Is it possible to find out how a particular page was added to the crawl?

dcook · May 22, 2019, 10:26pm

I’ve been asked why a certain URL is being crawled. It is publicly accessible and within the allowed domain, etc, so is correctly being indexed. But the URL shouldn’t have been discoverable.

So we’re wondering, how did the crawler find it? When looking at crawl.log, I can see the URL, and looking at the URLs preceding I don’t see any links, but then there are a lot and I’m aware it could have been from any of them.

So is there a way to report on the referrer of a particular URL? Or a log of where each URL was first found?

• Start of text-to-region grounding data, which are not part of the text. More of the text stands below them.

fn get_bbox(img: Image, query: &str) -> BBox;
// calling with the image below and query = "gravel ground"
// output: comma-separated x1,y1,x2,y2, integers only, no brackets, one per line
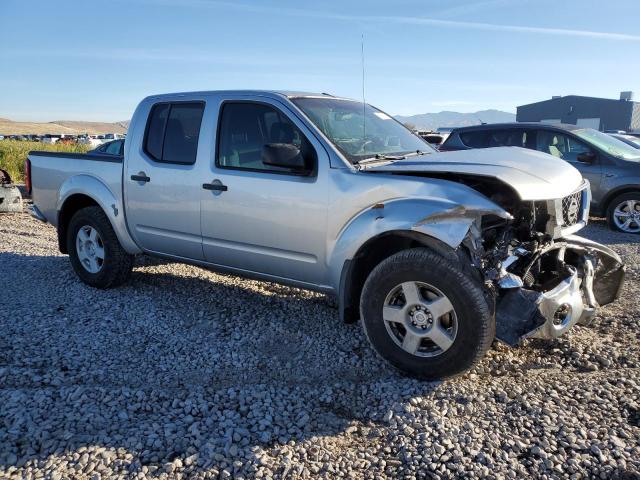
0,210,638,479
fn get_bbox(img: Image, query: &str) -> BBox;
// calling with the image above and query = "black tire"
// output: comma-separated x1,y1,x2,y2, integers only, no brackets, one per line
360,248,494,379
606,192,640,234
67,206,134,288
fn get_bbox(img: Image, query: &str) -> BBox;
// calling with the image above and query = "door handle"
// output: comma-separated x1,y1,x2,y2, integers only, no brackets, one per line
203,181,228,192
131,173,151,183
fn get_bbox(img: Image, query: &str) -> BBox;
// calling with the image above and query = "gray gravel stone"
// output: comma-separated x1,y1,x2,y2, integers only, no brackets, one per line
0,211,639,479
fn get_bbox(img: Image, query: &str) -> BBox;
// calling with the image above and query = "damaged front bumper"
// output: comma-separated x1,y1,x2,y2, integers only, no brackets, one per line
494,235,625,346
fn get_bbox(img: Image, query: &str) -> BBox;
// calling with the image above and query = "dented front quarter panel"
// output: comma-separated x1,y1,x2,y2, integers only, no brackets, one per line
326,170,511,290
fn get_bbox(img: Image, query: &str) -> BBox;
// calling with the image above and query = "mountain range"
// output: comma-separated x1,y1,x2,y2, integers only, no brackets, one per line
394,109,516,131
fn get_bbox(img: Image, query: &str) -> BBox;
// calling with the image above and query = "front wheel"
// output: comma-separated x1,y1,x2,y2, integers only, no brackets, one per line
606,192,640,234
360,248,494,379
67,206,134,288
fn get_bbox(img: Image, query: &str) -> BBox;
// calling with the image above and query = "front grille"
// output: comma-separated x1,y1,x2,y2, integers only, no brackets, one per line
561,190,583,226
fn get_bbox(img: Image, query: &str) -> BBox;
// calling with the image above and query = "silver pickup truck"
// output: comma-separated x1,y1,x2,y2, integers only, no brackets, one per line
26,90,625,379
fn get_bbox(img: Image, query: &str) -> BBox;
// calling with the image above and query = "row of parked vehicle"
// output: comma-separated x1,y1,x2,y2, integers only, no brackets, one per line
0,133,125,146
414,124,640,233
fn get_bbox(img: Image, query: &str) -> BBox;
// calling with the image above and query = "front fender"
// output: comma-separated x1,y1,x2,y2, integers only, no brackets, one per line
57,175,141,254
328,195,511,290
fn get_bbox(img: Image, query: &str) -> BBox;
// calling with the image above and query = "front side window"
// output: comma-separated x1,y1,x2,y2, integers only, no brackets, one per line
217,102,315,173
144,102,204,165
291,97,432,163
536,130,593,162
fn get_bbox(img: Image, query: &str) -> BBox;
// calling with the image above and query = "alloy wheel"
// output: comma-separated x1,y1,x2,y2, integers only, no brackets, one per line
382,281,458,357
76,225,105,273
612,199,640,233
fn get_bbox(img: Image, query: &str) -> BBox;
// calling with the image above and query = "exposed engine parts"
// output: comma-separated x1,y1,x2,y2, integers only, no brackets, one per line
458,179,625,346
475,227,624,346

plevan · May 22, 2019, 10:54pm

Is sitemap.xml support enabled and if so have you checked the site’s robots.txt to see if there is linked sitemap (and if the URL is listed in it).

You could also try searching the index for the URL in the h: metadata field.

e.g. if the URL your are interested is http://site.com/path/to/page.html try searching the index for h:site.com/path/to/page.html

I think this should show pages that link to the page within the index.

dcook · May 22, 2019, 10:58pm

Thanks Peter, I haven’t tried, but that h field sounds like what I was after.

But I did forget that a sitemap was being used, and yes this ‘undiscoverable’ URL was in fact in the site map. Well there’s the problem! I’ve fixed the problem there now.

plevan · May 22, 2019, 11:20pm

Glad the solution was fairly straightforward. I’m not entirely sure how the h metadata works or if that would indeed give you the answer that you wanted.